VERSICHERUNGEN FÜR SELBSTÄNDIGE

Welche Versicherungen braucht man als Selbständiger  überhaupt? Was ist Pflicht und was empfehlenswert? Nicht nur wichtig, sondern in Deutschland Pflicht ist die Krankenversicherung, die in der Regel auch den größten Anteil an Geld verschlingt. Dazu kommen noch Renten- & Pflegeversicherung.

KRANKENVERSICHERUNG ALS SELBSTÄNDIGER

Als Angestellter ist man bis zu einem Einkommen von derzeit 4800€/Monat automatisch pflichtversichert. Liegt man über diesem Einkommen, kann man zwischen der privaten und gesetzlichen Krankenkasse wählen. Beides hat Vor- und Nachteile. Als Selbständiger hat man in der Regel unabhängig vom Einkommen die Wahl, ob man sich privat oder gesetzlich versichern möchte.
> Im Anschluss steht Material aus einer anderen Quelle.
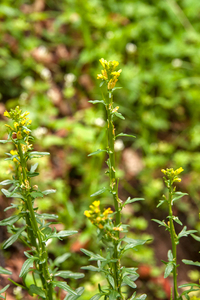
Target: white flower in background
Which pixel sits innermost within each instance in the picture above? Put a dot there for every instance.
(40, 132)
(69, 79)
(99, 122)
(177, 63)
(119, 145)
(131, 48)
(27, 82)
(45, 74)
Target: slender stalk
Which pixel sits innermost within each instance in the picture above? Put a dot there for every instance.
(36, 234)
(173, 240)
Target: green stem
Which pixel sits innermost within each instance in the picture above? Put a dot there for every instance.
(36, 234)
(173, 240)
(113, 187)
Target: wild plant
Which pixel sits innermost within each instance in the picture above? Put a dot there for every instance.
(33, 230)
(110, 230)
(170, 178)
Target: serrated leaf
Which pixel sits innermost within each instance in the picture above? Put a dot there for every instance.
(4, 141)
(79, 292)
(10, 221)
(178, 195)
(93, 256)
(64, 286)
(27, 265)
(169, 268)
(119, 115)
(69, 274)
(61, 234)
(47, 192)
(185, 232)
(36, 194)
(4, 271)
(91, 268)
(37, 290)
(113, 295)
(13, 238)
(124, 134)
(96, 297)
(129, 282)
(11, 194)
(60, 259)
(101, 191)
(6, 182)
(96, 101)
(97, 152)
(190, 262)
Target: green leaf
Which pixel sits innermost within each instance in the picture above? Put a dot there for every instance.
(129, 282)
(6, 182)
(11, 194)
(4, 271)
(185, 232)
(37, 290)
(36, 194)
(119, 115)
(97, 101)
(33, 168)
(93, 256)
(60, 259)
(111, 281)
(169, 268)
(190, 262)
(47, 192)
(124, 134)
(178, 195)
(27, 265)
(96, 297)
(4, 289)
(97, 152)
(10, 221)
(197, 238)
(113, 295)
(129, 200)
(61, 234)
(161, 223)
(69, 274)
(79, 292)
(132, 243)
(64, 286)
(101, 191)
(13, 238)
(91, 268)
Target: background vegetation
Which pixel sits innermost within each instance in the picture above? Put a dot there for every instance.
(49, 58)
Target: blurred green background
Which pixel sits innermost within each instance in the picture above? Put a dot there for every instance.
(49, 58)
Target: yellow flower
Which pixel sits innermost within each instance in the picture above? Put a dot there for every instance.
(87, 213)
(96, 203)
(6, 114)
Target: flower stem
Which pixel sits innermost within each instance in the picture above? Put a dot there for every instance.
(173, 240)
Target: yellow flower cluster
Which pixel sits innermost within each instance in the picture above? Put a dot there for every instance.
(95, 215)
(173, 174)
(108, 73)
(19, 129)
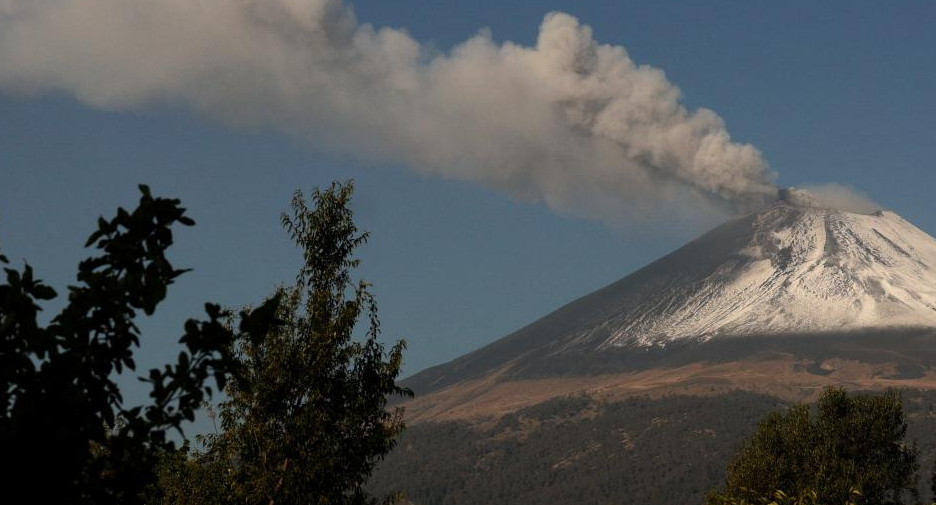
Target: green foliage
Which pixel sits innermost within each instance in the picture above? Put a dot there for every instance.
(849, 443)
(62, 417)
(575, 450)
(307, 419)
(804, 497)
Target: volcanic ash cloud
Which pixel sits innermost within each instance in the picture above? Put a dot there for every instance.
(569, 122)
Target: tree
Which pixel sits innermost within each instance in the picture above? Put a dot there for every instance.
(307, 419)
(848, 448)
(63, 422)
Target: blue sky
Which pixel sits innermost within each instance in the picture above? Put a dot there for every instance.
(835, 92)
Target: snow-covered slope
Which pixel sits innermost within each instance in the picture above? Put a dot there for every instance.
(795, 271)
(792, 268)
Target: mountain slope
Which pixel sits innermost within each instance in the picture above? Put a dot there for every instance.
(793, 269)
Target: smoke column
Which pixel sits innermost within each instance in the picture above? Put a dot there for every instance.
(569, 122)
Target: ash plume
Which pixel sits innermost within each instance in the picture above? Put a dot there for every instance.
(569, 122)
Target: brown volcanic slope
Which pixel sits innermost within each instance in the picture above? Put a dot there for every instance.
(846, 299)
(793, 368)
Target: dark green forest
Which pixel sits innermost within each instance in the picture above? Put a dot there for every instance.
(584, 451)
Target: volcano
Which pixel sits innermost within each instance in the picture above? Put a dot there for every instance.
(789, 299)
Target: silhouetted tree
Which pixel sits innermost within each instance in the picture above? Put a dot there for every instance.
(65, 434)
(308, 419)
(850, 448)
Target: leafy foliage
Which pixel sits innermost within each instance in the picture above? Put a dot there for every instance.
(307, 419)
(672, 449)
(849, 443)
(62, 416)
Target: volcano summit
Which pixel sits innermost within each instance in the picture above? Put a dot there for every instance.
(797, 296)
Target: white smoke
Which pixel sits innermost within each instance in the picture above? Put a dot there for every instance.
(569, 122)
(831, 196)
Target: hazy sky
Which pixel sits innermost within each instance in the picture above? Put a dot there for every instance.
(840, 92)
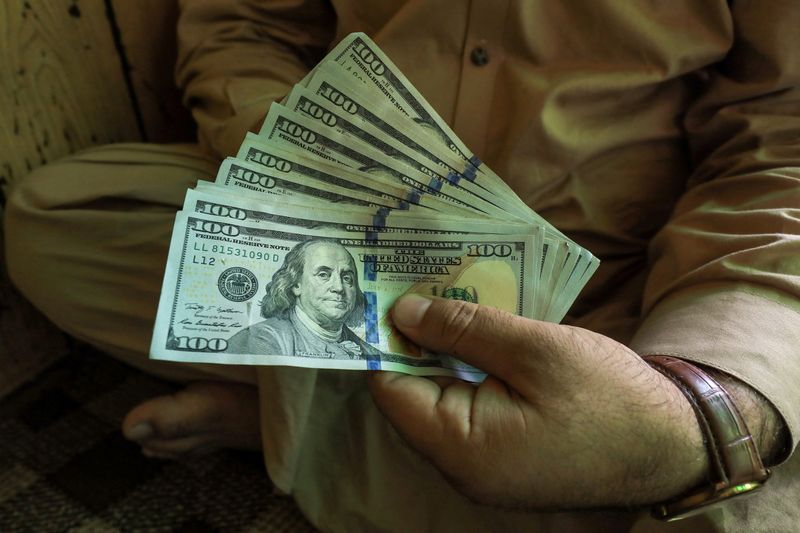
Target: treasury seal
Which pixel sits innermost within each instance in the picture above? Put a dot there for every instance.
(237, 284)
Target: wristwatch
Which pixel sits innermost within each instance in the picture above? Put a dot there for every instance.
(736, 467)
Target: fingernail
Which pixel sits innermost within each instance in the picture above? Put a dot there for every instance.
(140, 431)
(409, 310)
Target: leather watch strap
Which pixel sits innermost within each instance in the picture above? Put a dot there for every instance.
(736, 466)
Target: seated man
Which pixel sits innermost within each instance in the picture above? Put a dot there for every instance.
(662, 136)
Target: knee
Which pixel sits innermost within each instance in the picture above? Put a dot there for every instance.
(25, 226)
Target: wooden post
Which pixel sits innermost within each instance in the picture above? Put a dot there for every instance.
(61, 83)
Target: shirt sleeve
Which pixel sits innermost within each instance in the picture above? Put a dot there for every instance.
(237, 56)
(724, 288)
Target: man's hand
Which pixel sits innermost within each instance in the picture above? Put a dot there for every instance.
(566, 419)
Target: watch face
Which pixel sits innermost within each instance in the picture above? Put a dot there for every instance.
(703, 500)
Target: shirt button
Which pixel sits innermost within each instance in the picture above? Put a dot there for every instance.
(479, 56)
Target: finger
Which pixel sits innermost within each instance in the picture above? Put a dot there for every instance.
(426, 415)
(492, 340)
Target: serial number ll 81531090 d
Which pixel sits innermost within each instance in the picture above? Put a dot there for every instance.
(234, 251)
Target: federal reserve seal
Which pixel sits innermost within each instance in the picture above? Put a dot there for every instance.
(237, 284)
(466, 294)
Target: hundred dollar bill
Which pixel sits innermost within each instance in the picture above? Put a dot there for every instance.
(362, 59)
(282, 295)
(307, 170)
(322, 111)
(236, 174)
(252, 210)
(290, 130)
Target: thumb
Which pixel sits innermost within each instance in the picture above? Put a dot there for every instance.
(492, 340)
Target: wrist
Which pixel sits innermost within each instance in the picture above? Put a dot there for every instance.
(764, 422)
(735, 465)
(680, 456)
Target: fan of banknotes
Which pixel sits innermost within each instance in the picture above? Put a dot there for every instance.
(354, 193)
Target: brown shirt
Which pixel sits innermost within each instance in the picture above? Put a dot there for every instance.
(664, 136)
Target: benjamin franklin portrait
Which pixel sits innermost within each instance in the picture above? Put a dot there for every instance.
(309, 307)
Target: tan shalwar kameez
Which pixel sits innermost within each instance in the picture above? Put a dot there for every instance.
(662, 135)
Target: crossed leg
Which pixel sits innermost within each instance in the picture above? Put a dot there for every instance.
(87, 242)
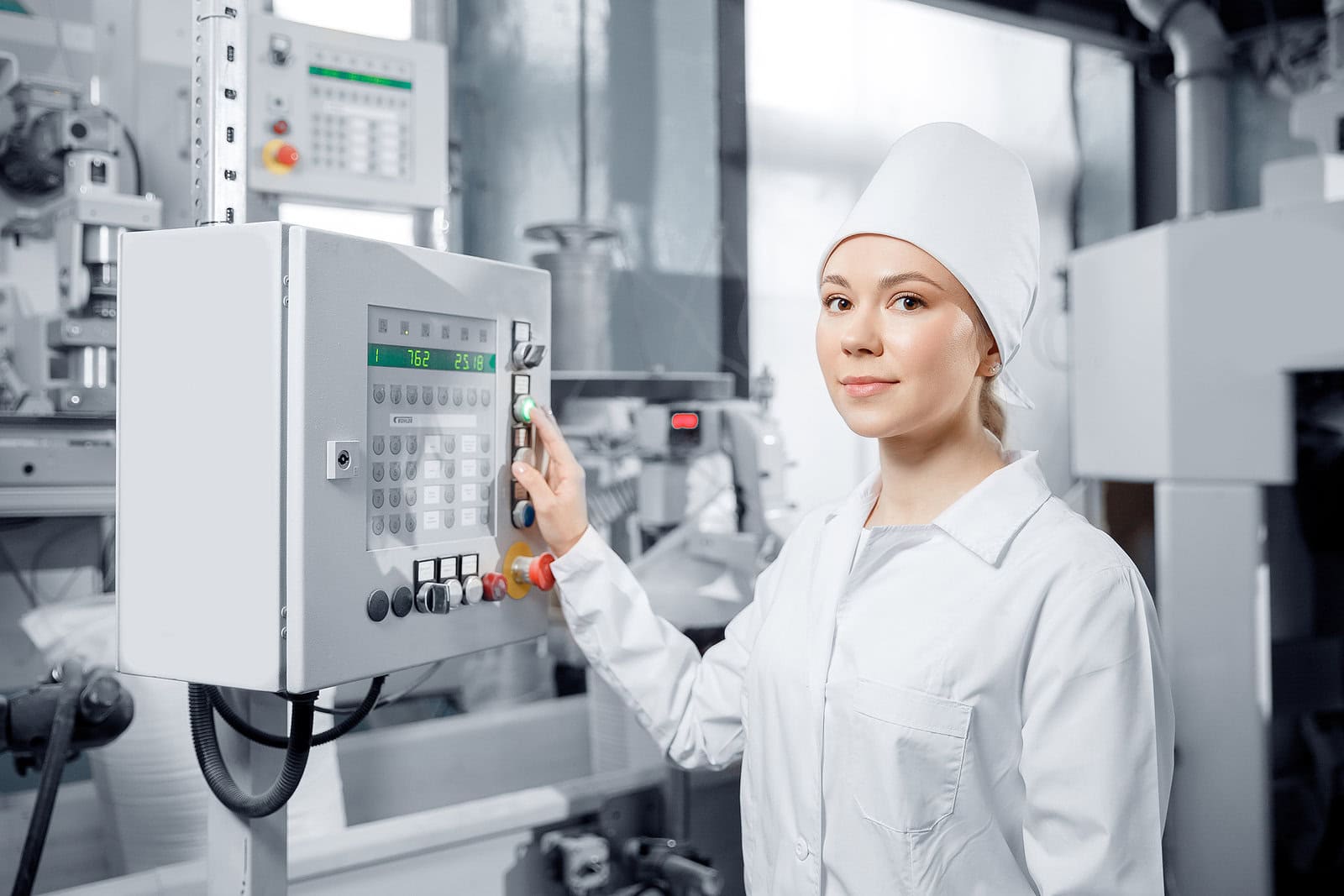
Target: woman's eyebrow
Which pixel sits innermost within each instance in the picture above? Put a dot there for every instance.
(895, 280)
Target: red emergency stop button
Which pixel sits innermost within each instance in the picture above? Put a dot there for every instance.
(539, 573)
(279, 157)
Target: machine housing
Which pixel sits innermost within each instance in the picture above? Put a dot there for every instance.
(246, 555)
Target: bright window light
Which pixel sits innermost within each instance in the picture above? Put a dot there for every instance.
(385, 19)
(390, 228)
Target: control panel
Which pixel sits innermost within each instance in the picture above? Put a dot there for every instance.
(346, 117)
(353, 418)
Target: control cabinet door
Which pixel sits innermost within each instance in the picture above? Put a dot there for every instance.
(398, 443)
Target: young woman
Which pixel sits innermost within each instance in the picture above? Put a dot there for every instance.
(951, 683)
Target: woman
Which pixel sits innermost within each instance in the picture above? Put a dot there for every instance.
(951, 683)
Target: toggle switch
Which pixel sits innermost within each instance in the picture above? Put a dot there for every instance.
(474, 590)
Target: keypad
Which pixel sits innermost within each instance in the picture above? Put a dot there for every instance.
(430, 432)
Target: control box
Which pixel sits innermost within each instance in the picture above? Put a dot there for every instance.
(346, 117)
(315, 437)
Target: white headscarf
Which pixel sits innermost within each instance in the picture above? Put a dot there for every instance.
(969, 203)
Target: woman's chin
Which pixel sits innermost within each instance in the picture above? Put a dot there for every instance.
(871, 423)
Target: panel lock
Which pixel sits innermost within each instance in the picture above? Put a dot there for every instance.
(342, 459)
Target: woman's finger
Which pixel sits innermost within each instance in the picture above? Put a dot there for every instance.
(533, 481)
(554, 441)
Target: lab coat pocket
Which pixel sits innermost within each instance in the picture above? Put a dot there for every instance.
(905, 754)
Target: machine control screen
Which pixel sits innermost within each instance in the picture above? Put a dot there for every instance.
(432, 410)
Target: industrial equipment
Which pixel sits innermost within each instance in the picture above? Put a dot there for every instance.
(1194, 336)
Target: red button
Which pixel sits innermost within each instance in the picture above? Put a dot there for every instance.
(539, 573)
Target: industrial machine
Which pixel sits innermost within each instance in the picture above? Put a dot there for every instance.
(71, 175)
(1211, 345)
(360, 407)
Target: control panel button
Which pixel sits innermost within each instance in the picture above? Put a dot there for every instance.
(447, 569)
(432, 598)
(402, 600)
(495, 587)
(474, 589)
(456, 594)
(523, 409)
(378, 605)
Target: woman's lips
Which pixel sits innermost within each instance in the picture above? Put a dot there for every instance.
(864, 390)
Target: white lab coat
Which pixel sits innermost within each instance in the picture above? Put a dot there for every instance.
(978, 707)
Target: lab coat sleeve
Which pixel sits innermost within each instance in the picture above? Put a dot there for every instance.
(691, 705)
(1097, 741)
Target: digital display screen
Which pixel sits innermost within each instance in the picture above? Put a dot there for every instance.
(362, 78)
(430, 359)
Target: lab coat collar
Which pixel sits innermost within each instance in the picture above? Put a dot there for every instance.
(985, 519)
Aber Ausnahmen bestätigen die Regel. In dem Augenblick, in dem ich als Künstler oder Publizist Mitglied der KÜNSTLERSOZIALKASSE bin, kurz KSK, gelten für mich die Bestimmungen der Einkommensgrenzen wie bei Angestellten.

PRIVATE KRANKENVERSICHERUNG

Der Beitrag der privaten Krankenversicherung ist nicht vom Einkommen, sondern vom gesundheitlichen Zustand bei Aufnahme und Faktoren wie Alter, Vorerkrankungen und auch vom Geschlecht abhängig. Hinzu kommt, dass man verschiedene Leistungen buchen kann, was sich auf den Beitragssatz auswirkt. So z.B. ob man grundsätzlich Chefarzt Behandlung wünscht, Zahnersatz komplett abgedeckt haben möchte etc..

Grundsätzlich kann man von mehr und leider teilweise auch besseren Leistungen ausgehen, wenn man privat versichert ist, auch wenn dies häufig von Politik, Ärzten und gesetzlichen Krankenkassen abgestritten wird. Auch Facharztermine erhält man als Privatpatient schneller und muss auch heutzutage häufig weniger lang im Wartezimmer sitzen. Viele Behandlungen, Therapien und Medikamente, die für gesetzliche Versicherte als sogenannte IGEL-Leitungen gelten und privat bezahlt werden müssen, sind bei der Privatversicherung bereits abgedeckt.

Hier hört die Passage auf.